Uniform Approximation of Solutions by Elimination of Intermediate Species in Deterministic Reaction Networks

TL;DR

This paper presents a method for simplifying deterministic reaction network models by eliminating intermediate species, showing that solutions of complex systems can be uniformly approximated by reduced models in multiscale settings.

Contribution

It introduces a novel uniform approximation framework for reaction networks that bypasses traditional methods like Tikhonov and Fenichel theorems, enabling effective model reduction.

Findings

Solutions are uniformly approximated by reduced systems without intermediates

The approximation holds across different scales parameterized by N

Reduced systems converge to a limit independent of N

Abstract

Chemical reactions often proceed through the formation and the consumption of intermediate species. An example is the creation and subsequent degradation of the substrate-enzyme complexes in an enzymatic reaction. In this paper we provide a setting, based on ordinary differential equations, in which the presence of intermediate species has little effect on the overall dynamics of a biological system. The result provides a method to perform model reduction by elimination of intermediate species.
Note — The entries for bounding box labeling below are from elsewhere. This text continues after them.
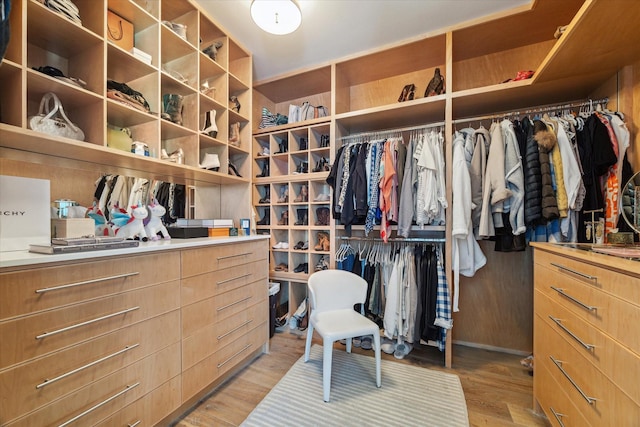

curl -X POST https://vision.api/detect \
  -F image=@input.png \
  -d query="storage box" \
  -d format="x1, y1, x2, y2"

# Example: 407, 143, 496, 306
0, 175, 51, 252
51, 218, 96, 239
107, 10, 133, 52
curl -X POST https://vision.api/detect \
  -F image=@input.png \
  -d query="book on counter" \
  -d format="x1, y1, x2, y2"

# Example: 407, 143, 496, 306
29, 239, 140, 254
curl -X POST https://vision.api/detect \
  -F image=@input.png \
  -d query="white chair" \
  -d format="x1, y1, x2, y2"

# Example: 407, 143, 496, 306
304, 270, 381, 402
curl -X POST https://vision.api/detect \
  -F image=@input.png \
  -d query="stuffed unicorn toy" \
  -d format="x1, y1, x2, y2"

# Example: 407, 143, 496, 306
110, 203, 149, 242
144, 199, 171, 240
86, 202, 113, 236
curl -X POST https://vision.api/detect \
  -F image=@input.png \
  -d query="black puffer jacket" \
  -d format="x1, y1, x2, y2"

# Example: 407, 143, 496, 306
533, 120, 560, 223
521, 118, 542, 226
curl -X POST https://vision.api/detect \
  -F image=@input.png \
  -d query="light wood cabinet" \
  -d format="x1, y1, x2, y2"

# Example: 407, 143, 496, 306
0, 237, 269, 426
181, 238, 269, 402
0, 252, 180, 426
534, 244, 640, 426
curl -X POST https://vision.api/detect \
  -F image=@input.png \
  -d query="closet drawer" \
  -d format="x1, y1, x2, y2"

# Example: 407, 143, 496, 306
182, 280, 268, 337
7, 343, 180, 427
534, 250, 640, 304
182, 239, 269, 277
534, 291, 640, 404
0, 310, 180, 420
181, 261, 269, 306
182, 301, 269, 369
535, 266, 640, 354
533, 356, 589, 427
95, 376, 181, 427
535, 317, 640, 426
182, 322, 269, 402
0, 252, 180, 319
0, 281, 180, 369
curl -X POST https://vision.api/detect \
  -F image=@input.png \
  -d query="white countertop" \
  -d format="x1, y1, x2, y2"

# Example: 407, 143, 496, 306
0, 234, 269, 268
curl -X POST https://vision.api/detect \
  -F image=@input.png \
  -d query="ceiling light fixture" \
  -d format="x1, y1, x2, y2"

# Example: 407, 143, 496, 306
251, 0, 302, 35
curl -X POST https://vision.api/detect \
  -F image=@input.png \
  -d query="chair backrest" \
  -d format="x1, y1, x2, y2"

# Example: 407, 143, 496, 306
307, 270, 368, 312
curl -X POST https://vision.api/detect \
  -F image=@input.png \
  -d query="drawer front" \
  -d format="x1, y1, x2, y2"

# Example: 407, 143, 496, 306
182, 301, 269, 369
7, 343, 180, 427
182, 322, 269, 402
535, 266, 640, 354
0, 252, 180, 319
182, 239, 269, 277
0, 310, 180, 420
533, 354, 589, 427
182, 280, 268, 337
534, 291, 640, 405
181, 261, 269, 306
534, 315, 640, 426
534, 250, 640, 305
0, 281, 180, 369
95, 376, 182, 427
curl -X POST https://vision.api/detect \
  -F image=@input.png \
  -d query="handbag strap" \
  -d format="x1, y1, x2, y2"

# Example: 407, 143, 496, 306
38, 92, 79, 132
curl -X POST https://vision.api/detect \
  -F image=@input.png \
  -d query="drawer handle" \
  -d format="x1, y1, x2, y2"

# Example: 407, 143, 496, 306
218, 319, 253, 341
550, 286, 598, 311
549, 356, 597, 405
216, 252, 253, 261
36, 271, 140, 294
36, 344, 140, 389
216, 273, 253, 285
549, 406, 564, 427
58, 383, 140, 427
551, 262, 598, 282
549, 315, 596, 350
218, 344, 251, 368
36, 306, 140, 340
216, 296, 253, 311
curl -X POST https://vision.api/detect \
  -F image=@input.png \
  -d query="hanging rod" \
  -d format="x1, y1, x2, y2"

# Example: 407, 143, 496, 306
338, 122, 445, 141
338, 236, 447, 243
453, 97, 609, 124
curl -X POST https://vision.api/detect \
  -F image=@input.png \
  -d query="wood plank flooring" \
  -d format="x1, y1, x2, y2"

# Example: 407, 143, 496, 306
173, 332, 550, 427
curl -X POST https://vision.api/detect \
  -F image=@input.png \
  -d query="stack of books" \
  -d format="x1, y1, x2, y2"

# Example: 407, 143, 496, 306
29, 236, 140, 254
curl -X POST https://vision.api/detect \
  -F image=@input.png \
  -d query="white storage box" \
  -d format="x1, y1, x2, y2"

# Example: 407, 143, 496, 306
0, 175, 51, 252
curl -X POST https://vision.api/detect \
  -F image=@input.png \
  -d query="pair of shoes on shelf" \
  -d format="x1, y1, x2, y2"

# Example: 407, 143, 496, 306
275, 262, 289, 271
160, 148, 184, 165
315, 255, 329, 271
293, 241, 309, 250
229, 161, 242, 178
293, 184, 309, 203
313, 193, 331, 202
293, 262, 309, 273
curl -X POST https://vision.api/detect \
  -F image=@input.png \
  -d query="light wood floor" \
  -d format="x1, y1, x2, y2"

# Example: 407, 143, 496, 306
170, 332, 550, 427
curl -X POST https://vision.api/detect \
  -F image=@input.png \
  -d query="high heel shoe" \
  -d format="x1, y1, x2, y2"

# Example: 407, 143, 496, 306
229, 162, 242, 178
200, 110, 218, 138
160, 148, 184, 165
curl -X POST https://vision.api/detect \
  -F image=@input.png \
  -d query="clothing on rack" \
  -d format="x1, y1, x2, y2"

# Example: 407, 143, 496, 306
454, 100, 630, 244
326, 127, 447, 239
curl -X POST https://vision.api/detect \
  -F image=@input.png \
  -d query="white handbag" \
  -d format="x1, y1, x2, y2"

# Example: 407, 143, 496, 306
29, 92, 84, 141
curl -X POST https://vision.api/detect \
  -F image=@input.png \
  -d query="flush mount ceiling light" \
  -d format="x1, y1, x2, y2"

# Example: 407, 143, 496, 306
251, 0, 302, 35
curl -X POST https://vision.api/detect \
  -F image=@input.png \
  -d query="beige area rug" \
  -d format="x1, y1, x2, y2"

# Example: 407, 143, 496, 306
242, 345, 469, 427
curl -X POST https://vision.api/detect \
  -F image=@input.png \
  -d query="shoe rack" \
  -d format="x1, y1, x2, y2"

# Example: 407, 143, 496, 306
252, 0, 640, 356
0, 0, 252, 212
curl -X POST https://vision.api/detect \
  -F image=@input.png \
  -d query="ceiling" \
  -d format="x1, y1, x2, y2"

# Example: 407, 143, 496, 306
195, 0, 532, 82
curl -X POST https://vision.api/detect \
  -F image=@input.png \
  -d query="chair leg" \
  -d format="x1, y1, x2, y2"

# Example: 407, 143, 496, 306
304, 322, 313, 362
322, 340, 333, 402
373, 333, 382, 387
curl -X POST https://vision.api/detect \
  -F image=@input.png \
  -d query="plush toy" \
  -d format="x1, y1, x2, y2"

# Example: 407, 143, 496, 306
110, 203, 149, 242
144, 199, 171, 240
86, 202, 113, 236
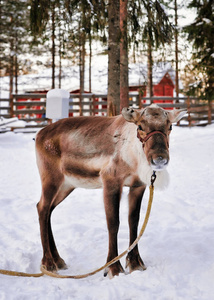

We study the problem in a multiscale setting, where the species abundances as well a the reaction rates scale to different orders of magnitudes. The different time and concentration scales are parameterised by a single parameter $N$. We show that a solution to the original reaction system is uniformly approximated on compact time intervals to a solution of a reduced reaction system without intermediates and to a solution of a certain limiting reaction systems, which does not depend on $N$. Known approximation techniques such as the theorems by Tikhonov and Fenichel cannot readily be used in this framework.